Bizim Beto vardır. Candır. Betocan deriz o yüzden hatta. Onunla takılıyorduk. Tohum'a giderdik genelde. Miniminnacık bir kitapçı dükkkanı. Taburelerin üstünde oturur, kahve içer, müzik dinler, sohbet ederdik.
Kitap görünce ortaya çıkan bir tikim vardır benim. Bilhassa da çok sayıda kitap bir aradaysa daha açık belli eder kendini. Doğruca onların toplandığı yere gider, incelemeye başlarım. Önce dokunmadan, uzaktan... Gözlerimi gezdiririm şöyle bir. Bütün rafları tararım birkaç raf varsa. Sonra uzaklaşırım biraz. Bir süre sonra tekrar giderim. Bu sefer sağ elimin işaret parmağı üzerinde gezer kitapların. Tek tek... Birbirimize biraz daha alıştıktan sonra ilgimi çekenleri çıkarıp incelemeye başlarım.
İşte onu da ilk öyle tanımıştım.

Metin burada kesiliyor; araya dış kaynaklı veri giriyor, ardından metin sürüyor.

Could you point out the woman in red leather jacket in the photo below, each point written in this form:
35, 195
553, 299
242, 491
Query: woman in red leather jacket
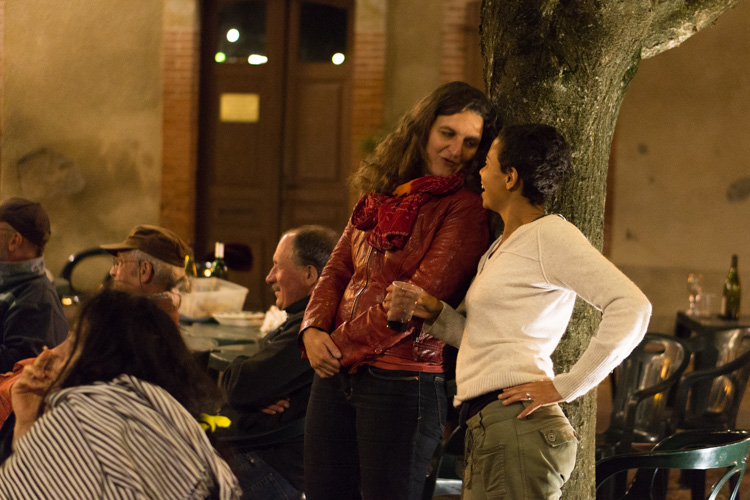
378, 401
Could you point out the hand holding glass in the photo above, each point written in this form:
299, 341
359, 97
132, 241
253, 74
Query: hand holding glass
403, 303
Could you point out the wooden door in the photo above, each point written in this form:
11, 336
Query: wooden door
274, 133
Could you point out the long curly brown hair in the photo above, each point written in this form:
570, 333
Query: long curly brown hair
401, 155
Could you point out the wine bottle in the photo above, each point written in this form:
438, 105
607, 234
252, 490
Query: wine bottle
219, 267
190, 268
730, 301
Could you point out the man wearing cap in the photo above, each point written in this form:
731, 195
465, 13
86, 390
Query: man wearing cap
151, 260
31, 315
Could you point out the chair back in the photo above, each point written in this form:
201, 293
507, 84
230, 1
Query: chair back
644, 379
711, 395
690, 450
89, 276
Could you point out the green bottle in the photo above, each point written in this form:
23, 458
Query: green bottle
190, 268
730, 302
219, 267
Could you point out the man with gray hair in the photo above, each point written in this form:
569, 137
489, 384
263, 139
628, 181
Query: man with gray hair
151, 260
31, 315
267, 392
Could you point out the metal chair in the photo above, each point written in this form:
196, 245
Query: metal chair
639, 403
690, 450
710, 396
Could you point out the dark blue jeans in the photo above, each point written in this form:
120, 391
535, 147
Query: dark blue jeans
260, 481
372, 433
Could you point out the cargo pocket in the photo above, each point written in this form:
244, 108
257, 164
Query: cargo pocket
562, 445
490, 466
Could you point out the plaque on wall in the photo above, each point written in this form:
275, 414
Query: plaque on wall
239, 108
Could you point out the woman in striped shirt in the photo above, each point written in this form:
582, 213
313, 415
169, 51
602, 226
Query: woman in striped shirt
116, 419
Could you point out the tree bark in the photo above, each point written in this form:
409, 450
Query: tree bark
568, 63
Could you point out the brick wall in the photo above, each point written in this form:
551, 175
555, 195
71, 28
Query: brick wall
180, 63
368, 90
180, 94
454, 40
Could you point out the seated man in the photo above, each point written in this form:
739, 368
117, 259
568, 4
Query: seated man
31, 315
151, 260
267, 392
157, 252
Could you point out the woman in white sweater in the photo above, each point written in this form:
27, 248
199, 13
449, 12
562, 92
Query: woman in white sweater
519, 443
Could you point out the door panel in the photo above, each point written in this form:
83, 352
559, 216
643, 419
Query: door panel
288, 168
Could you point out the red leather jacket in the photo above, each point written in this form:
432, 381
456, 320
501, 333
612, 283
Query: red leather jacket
449, 236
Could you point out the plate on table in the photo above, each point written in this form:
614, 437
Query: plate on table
240, 318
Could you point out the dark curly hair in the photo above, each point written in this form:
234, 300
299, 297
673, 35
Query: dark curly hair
119, 333
540, 155
401, 156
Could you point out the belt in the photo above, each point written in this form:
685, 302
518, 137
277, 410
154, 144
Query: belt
472, 406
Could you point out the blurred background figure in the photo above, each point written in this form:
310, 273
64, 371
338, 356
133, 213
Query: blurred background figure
150, 260
31, 315
116, 418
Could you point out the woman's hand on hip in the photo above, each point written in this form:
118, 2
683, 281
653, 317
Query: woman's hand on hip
428, 307
322, 352
538, 394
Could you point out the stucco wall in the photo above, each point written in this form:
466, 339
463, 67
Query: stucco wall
682, 167
82, 96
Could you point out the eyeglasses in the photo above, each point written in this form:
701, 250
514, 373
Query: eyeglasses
117, 261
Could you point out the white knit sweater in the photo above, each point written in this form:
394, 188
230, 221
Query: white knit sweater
519, 305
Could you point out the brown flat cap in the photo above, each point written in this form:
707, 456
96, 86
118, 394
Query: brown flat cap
28, 218
156, 241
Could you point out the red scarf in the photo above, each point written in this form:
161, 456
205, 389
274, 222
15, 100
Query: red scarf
391, 218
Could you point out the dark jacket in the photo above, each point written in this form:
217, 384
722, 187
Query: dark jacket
277, 370
449, 236
31, 314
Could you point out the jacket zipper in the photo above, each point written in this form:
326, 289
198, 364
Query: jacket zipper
367, 282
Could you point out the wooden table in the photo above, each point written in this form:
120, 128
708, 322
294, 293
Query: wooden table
223, 335
220, 358
687, 325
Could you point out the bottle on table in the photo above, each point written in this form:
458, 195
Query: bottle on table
219, 267
190, 268
730, 301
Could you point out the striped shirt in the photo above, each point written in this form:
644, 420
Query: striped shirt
122, 439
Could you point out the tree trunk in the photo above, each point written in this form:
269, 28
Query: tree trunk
568, 63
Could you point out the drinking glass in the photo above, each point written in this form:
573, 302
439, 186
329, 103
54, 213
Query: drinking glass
695, 287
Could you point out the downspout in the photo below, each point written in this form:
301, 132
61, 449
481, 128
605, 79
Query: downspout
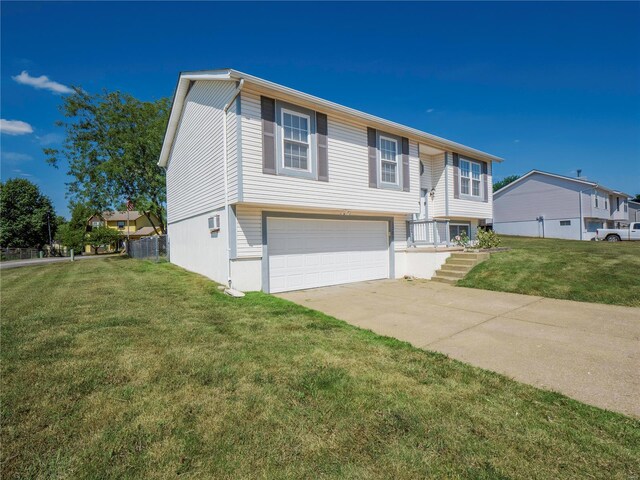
226, 174
594, 188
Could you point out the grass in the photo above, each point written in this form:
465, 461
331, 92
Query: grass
600, 272
115, 368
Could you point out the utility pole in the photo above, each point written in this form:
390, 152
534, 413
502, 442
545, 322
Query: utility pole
49, 227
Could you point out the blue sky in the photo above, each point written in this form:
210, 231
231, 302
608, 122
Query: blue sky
553, 86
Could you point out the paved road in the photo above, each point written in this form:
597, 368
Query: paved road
588, 351
44, 261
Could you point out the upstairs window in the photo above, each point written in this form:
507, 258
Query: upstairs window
295, 139
470, 178
388, 160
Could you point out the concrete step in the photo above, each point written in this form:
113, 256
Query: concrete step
461, 261
454, 267
472, 255
450, 281
451, 273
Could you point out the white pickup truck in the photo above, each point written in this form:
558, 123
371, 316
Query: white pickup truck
632, 232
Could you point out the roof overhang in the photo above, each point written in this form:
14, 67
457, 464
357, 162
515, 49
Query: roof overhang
303, 99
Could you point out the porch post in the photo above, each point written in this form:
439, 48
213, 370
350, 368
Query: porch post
448, 233
434, 227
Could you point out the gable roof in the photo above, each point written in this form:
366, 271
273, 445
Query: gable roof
119, 216
185, 79
562, 177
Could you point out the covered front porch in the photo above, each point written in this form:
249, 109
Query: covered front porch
438, 232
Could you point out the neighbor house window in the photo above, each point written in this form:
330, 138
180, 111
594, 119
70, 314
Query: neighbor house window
388, 160
295, 139
470, 178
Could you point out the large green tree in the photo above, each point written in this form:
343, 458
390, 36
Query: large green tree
25, 215
504, 182
112, 145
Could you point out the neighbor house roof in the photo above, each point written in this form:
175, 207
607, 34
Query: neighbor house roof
186, 78
144, 231
555, 175
118, 216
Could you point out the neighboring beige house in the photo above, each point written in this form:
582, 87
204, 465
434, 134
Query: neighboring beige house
135, 223
272, 189
542, 204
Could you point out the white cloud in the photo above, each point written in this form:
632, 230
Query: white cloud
50, 139
42, 82
15, 157
15, 127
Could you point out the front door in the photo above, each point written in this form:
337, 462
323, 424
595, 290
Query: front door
424, 196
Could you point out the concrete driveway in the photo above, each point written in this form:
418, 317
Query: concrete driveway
587, 351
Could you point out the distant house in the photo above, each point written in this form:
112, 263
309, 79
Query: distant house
135, 223
542, 204
634, 211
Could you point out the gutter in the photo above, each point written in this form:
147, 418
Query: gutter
315, 103
226, 174
594, 188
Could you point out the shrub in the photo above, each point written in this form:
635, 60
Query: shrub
487, 239
461, 240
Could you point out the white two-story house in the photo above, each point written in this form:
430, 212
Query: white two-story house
272, 189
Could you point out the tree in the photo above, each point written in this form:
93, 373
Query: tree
504, 182
112, 145
24, 212
100, 236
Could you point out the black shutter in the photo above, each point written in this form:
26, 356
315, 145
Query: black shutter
456, 176
485, 181
373, 158
323, 153
406, 173
268, 111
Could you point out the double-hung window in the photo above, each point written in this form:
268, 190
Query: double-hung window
388, 161
296, 140
470, 178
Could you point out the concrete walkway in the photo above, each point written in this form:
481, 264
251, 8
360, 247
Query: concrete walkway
588, 351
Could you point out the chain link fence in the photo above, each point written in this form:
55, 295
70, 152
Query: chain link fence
149, 248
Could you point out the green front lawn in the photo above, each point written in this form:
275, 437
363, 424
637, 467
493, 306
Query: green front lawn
600, 272
115, 368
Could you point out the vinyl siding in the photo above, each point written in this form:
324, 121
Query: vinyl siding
348, 185
195, 183
249, 228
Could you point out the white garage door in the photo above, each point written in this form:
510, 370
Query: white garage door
308, 253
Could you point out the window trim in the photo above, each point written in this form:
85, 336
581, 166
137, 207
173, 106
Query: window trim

Bir gün Tohum'daydık ve ben kitaplarla böyle bir ilişki içindeydim yine. Araya sıkışmış, incecik bir kitap gördüm. Çok ince. Okunmuyordu adı bile sırtından. Böyle araya sıkışmış ince kitaplar bana hep kurtarılmayı beklerlermiş gibi gelir. Uzattım elimi, çekip çıkardım onu o hayattan!

"Adın ne?" diye sordum ön kapağını çevirerek.Öyle güzel baktı ki bana..."Bilinmeyen Adanın Öyküsü," dedi...

O zamanlar üç kuruş harçlık verirdi babam. Sigarayı sevgili abimden otlandığım için çok da masrafım yoktu esasen. Genellikle biriktirir, kitap alırdım. (Geçmiştim artık haftalığı alır almaz markete koşup yağmacılar gibi abur cubur raflarına saldırma evrelerini.) Cebimdeki birkaç kuruşla hemen aldım kitabı. Bilinmeyen Adanın Öyküsü'nü... Onca kitap içinde gözlerden kaçan küçücük bir ada gibiydi gerçekten o incecik kitap orada...

Akşam eve gittiğimde aldım elime, dedim ki "Haydi bakalım Bilinmeyen Ada, anlat öykünü."

"Çevir o zaman sayfalarımı," dedi. Çok değillerdi zaten. Çevirdim, öğrendim.
Şimdi anlat deseniz anlatamam, çok zaman geçti. Ama etkilendiğimi hatırlarım. Hüzünlendiğimi, dinginleştiğimi... Beğendiğimi kısaca...

Böyle tanışmıştım ben Saramago'yla.
Daha sonraları denk mi gelmedi, ne oldu bilmiyorum, başka bir kitabını okumadım uzun süre. Bir gün bir arkadaşım Ölüm Bir Varmış Bir Yokmuş'u verdi bu sefer elime.
Artık biraz daha büyümüştüm. Sadece edebiyatı seven edebiyat öğretmeni kızından öte, okuduğum her kitabın çevirisini inceliyordum biraz da.

Ölüm Bir Varmış Bir Yokmuş'da konunun orjinalliğine, konunun ele alınış biçimine, kurgunun güzelliğine vuruldum evet.

Ama bitirdiğimde Saramago'ya mı daha çok hayran olmuştum yoksa Mehmet Necati Kutlu'nun çevirisine mi hâlâ çözemem. Ama mükemmel bir şeyi mükemmel bir şekilde çevirmişti neticede.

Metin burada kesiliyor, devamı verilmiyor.